Kon-Tiki is a Norwegian film recounting the 1947 expedition chronicled in an award-winning 1950 documentary that took ethnologist Thor Heyerdahl on a journey to prove the ancient South Americans sailed the currents of the Pacific on balsa wood rafts and settled Polynesia (instead of Asians from the West). It's a grand human adventure, watchable if only to see how they solved problems while on the open ocean (and beautifully shot ON the open ocean), which I imagine you get from the documentary as well. The drama allows the film to link Thor's fearless spirit of exploration to his youth, and to the irony that he didn't know how to swim. But there's not a lot of that, so it's mostly a procedural, which is fine, but doesn't necessarily elevate the material for me. Note that Netflix has the English version, not the original Norwegian, but it's not a dub, it's the scenes redone in English for the international market. One wonders if there are important differences in performance, but it doesn't seem to suffer because of the language change.

The Paramount Vault: The Chumscrubber is a very dark comedy about a Los Angeles suburb rocked by the suicide of a teenager. Though the protagonist is a teen himself, the dead boy's best friend, and there's a teen cast that gets involved in drug trafficking, kidnapping and knife play, it's really the parents who are the subject of the film's satire. All this drama is happening, but the adults are in their own petty bubbles, all acting busy so they don't realize they lead emotionally empty lives, and not noticing their kids are getting into trouble (or through parental permissiveness, allowing it). The parents each have their own thing going, and are represented by a superb cast that includes Allison Janney, Ralph Fiennes, Carrie-Anne Moss, and the heart-breaking Glenn Close. So what does the title refer to? It's a zombie hero character from a video game the teens play, and though thematically consistent in this over-medicated, apathetic, numbed world, perhaps an element too many. But I won't call the film messy or haphazard in its juggling of so many characters; I think it works.
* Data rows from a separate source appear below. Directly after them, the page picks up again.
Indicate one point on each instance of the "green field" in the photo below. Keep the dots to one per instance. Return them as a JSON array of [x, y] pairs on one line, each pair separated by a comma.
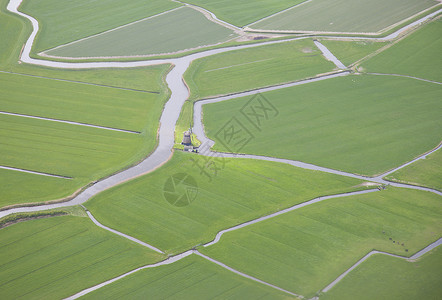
[[241, 13], [20, 187], [385, 277], [416, 55], [193, 278], [253, 68], [427, 172], [57, 257], [63, 21], [178, 30], [241, 191], [350, 52], [305, 250], [360, 124], [344, 15]]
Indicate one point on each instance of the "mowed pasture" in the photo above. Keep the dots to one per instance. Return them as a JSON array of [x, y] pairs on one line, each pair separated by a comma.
[[193, 278], [229, 192], [392, 278], [426, 172], [256, 67], [57, 257], [344, 15], [19, 187], [305, 250], [65, 21], [361, 124], [241, 13], [416, 55], [178, 30], [350, 52]]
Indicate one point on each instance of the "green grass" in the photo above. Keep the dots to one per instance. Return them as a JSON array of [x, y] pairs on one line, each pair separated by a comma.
[[63, 21], [344, 15], [193, 278], [361, 124], [19, 187], [305, 250], [385, 277], [241, 13], [350, 52], [57, 257], [416, 55], [162, 34], [253, 68], [427, 172], [241, 191], [110, 107]]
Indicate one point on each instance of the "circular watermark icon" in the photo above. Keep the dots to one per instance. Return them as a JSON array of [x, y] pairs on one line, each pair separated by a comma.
[[180, 189]]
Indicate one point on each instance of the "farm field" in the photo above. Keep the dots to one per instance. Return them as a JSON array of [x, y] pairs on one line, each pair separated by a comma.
[[230, 192], [253, 68], [56, 257], [305, 250], [194, 278], [344, 15], [241, 13], [392, 278], [66, 21], [350, 52], [427, 172], [157, 35], [416, 55], [20, 187], [386, 126]]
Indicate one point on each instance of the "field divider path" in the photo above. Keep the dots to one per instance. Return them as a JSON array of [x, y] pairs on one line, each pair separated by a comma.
[[244, 275], [81, 82], [329, 56], [68, 122], [406, 76], [120, 233], [284, 211], [34, 172], [411, 258]]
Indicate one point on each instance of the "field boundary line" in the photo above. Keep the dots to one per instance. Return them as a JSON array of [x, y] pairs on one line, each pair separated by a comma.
[[244, 275], [120, 233], [80, 82], [34, 172], [246, 27], [110, 30], [281, 212], [167, 261], [67, 122], [410, 259], [210, 16], [406, 76]]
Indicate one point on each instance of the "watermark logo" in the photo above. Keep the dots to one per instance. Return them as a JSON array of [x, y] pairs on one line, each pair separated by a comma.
[[180, 189]]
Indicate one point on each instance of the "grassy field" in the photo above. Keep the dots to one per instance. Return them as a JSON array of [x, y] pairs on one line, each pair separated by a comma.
[[387, 126], [305, 250], [56, 257], [384, 277], [417, 55], [427, 172], [344, 15], [19, 187], [247, 69], [193, 278], [66, 21], [239, 191], [162, 34], [350, 52], [241, 13]]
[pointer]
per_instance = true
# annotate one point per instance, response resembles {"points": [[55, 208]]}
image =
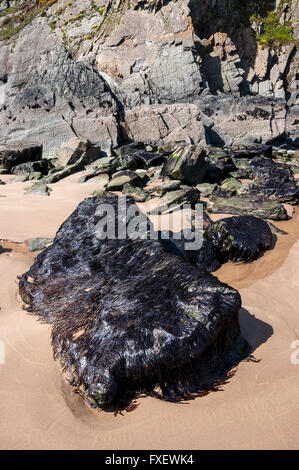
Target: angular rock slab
{"points": [[240, 238], [128, 316], [274, 180], [19, 152], [247, 204]]}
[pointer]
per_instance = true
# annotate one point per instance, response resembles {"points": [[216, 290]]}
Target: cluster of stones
{"points": [[145, 315]]}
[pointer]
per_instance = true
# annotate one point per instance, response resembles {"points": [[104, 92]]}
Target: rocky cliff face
{"points": [[220, 72]]}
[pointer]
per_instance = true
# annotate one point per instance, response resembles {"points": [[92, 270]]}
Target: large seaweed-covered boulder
{"points": [[240, 238], [127, 316], [273, 179]]}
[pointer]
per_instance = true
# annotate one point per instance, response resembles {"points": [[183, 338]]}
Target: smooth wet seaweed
{"points": [[240, 238], [129, 317]]}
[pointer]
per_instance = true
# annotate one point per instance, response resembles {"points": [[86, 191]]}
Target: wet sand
{"points": [[257, 409]]}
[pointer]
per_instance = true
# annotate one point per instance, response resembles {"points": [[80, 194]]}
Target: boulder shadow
{"points": [[255, 331]]}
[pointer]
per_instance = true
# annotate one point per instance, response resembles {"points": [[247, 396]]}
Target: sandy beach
{"points": [[257, 409]]}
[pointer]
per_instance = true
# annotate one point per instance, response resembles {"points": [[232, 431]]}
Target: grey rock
{"points": [[247, 205], [39, 188], [174, 199], [41, 166], [78, 151], [187, 164]]}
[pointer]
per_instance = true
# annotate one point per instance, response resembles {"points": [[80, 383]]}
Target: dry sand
{"points": [[257, 409]]}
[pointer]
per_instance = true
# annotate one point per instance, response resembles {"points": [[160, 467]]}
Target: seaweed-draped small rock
{"points": [[127, 316]]}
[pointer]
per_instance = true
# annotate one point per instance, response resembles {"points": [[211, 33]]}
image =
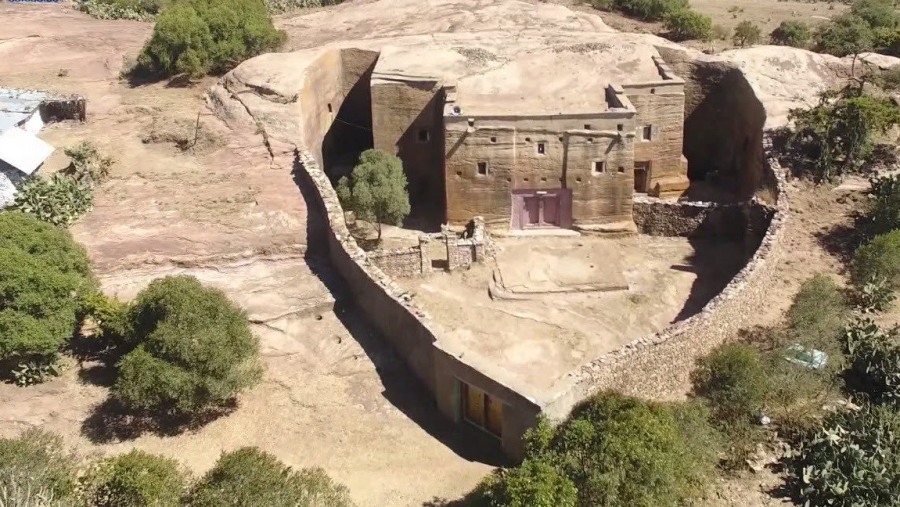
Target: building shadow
{"points": [[401, 387]]}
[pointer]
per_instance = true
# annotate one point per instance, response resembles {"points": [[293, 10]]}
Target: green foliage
{"points": [[249, 477], [837, 135], [818, 312], [42, 273], [136, 479], [29, 373], [197, 37], [877, 13], [874, 361], [686, 24], [746, 33], [33, 466], [647, 10], [846, 35], [58, 199], [791, 33], [611, 448], [376, 189], [852, 460], [189, 348], [88, 166], [877, 259]]}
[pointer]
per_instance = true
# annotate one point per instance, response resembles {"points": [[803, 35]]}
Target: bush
{"points": [[845, 35], [42, 273], [197, 37], [192, 349], [746, 34], [88, 166], [376, 189], [837, 136], [791, 33], [35, 466], [874, 361], [58, 199], [852, 459], [249, 477], [136, 479], [612, 447], [686, 24], [818, 312], [877, 259]]}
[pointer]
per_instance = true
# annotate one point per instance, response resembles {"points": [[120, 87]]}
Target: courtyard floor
{"points": [[577, 298]]}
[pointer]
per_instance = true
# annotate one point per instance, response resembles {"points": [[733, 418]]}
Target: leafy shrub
{"points": [[33, 465], [686, 24], [837, 135], [376, 189], [58, 199], [197, 37], [853, 459], [877, 13], [818, 312], [136, 479], [249, 477], [42, 273], [845, 35], [647, 10], [791, 33], [746, 33], [611, 447], [874, 361], [879, 258], [88, 165], [192, 349]]}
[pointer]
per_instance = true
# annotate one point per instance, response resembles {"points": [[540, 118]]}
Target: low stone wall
{"points": [[658, 366], [657, 217], [405, 326], [403, 262]]}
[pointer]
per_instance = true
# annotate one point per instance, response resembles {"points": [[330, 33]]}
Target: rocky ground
{"points": [[229, 212]]}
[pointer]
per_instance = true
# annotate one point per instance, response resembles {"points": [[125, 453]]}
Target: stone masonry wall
{"points": [[658, 366]]}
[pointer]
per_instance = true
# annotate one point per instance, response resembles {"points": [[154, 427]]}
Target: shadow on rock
{"points": [[110, 422]]}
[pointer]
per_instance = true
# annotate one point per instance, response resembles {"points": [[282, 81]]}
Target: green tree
{"points": [[878, 258], [846, 35], [249, 477], [838, 135], [791, 33], [852, 459], [35, 469], [42, 274], [376, 189], [746, 33], [135, 479], [190, 348], [197, 37], [686, 24]]}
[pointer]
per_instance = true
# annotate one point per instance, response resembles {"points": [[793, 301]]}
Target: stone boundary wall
{"points": [[657, 217], [400, 322], [658, 366]]}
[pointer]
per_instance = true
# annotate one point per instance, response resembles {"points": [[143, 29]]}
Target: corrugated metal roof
{"points": [[22, 150]]}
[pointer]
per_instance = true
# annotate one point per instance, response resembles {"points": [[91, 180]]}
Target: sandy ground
{"points": [[532, 343]]}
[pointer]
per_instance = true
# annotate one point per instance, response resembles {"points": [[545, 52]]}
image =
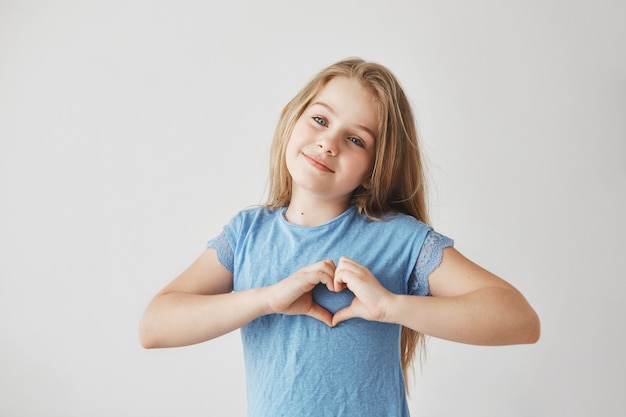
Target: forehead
{"points": [[350, 100]]}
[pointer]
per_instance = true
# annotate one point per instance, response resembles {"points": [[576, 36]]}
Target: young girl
{"points": [[337, 278]]}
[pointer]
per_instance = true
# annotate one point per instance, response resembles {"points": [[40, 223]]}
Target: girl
{"points": [[328, 281]]}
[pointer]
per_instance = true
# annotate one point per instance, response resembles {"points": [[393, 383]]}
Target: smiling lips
{"points": [[317, 163]]}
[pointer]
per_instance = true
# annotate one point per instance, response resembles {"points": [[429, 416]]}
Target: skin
{"points": [[331, 153]]}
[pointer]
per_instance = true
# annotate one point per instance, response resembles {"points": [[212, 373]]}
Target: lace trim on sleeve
{"points": [[427, 261], [225, 255]]}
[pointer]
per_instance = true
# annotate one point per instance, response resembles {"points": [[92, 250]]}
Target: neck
{"points": [[310, 211]]}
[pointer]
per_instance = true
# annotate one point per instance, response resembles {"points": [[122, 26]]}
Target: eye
{"points": [[320, 120], [356, 141]]}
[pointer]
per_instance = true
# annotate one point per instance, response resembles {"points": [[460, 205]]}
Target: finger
{"points": [[327, 268], [320, 313], [344, 314]]}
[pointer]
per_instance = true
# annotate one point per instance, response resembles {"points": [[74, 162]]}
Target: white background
{"points": [[131, 131]]}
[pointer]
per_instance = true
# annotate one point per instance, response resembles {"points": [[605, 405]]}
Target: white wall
{"points": [[130, 132]]}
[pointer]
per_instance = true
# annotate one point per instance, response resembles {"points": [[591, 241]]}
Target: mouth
{"points": [[317, 163]]}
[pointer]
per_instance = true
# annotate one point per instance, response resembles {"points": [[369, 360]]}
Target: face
{"points": [[331, 150]]}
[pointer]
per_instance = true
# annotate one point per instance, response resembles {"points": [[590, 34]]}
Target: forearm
{"points": [[488, 316], [180, 319]]}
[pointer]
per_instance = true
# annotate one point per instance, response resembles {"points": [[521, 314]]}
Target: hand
{"points": [[370, 297], [293, 294]]}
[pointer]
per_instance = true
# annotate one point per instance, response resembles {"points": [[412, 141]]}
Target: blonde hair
{"points": [[397, 182]]}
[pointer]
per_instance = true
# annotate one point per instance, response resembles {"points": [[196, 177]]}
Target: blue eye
{"points": [[320, 120], [356, 141]]}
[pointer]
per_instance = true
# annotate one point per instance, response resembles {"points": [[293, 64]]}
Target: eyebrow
{"points": [[331, 110]]}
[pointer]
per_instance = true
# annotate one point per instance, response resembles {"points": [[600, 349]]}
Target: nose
{"points": [[329, 143]]}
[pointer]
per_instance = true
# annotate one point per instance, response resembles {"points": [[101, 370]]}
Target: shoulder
{"points": [[402, 221], [251, 217]]}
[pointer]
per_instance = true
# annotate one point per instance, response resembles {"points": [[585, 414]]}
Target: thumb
{"points": [[344, 314], [320, 313]]}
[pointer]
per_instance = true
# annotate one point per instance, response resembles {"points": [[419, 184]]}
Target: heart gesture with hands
{"points": [[293, 295]]}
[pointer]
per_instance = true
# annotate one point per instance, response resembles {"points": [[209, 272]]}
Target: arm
{"points": [[200, 304], [468, 304]]}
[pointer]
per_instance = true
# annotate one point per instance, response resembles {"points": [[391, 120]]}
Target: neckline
{"points": [[347, 212]]}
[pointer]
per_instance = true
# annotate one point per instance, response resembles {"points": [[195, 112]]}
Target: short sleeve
{"points": [[427, 261], [224, 250]]}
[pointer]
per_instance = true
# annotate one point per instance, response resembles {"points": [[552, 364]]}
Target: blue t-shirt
{"points": [[298, 366]]}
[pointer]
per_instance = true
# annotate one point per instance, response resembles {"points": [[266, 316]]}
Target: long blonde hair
{"points": [[397, 182]]}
Books: Purity is Jonathan Franzen's newest novel (and these bricks are few and far between), the story of Purity Taylor (called "Pip"), a girl raised by an isolationist mother and who never knew her father, and who gets involved with a charismatic professional Internet leaker... It's not an easy plot to describe, but it's less about the plot than the characters, each section essentially a character portrait linking to the others. And it's a quality of Franzen's always clever and astute prose that you actually resent the change from one protagonist to another, until the next one anyway. The book's title obviously evokes a theme, and all the characters want to remain "pure" in some way, although that purity takes on different forms. And yet, they also rebel against that purity. It's a very sexual book, using its characters' sexuality as an important brush stroke in its portraitures. Less obviously funny than his other books, it's nevertheless a gorgeous read. I can never get tired of Franzen's prose and rich characters; the story itself is perhaps secondary.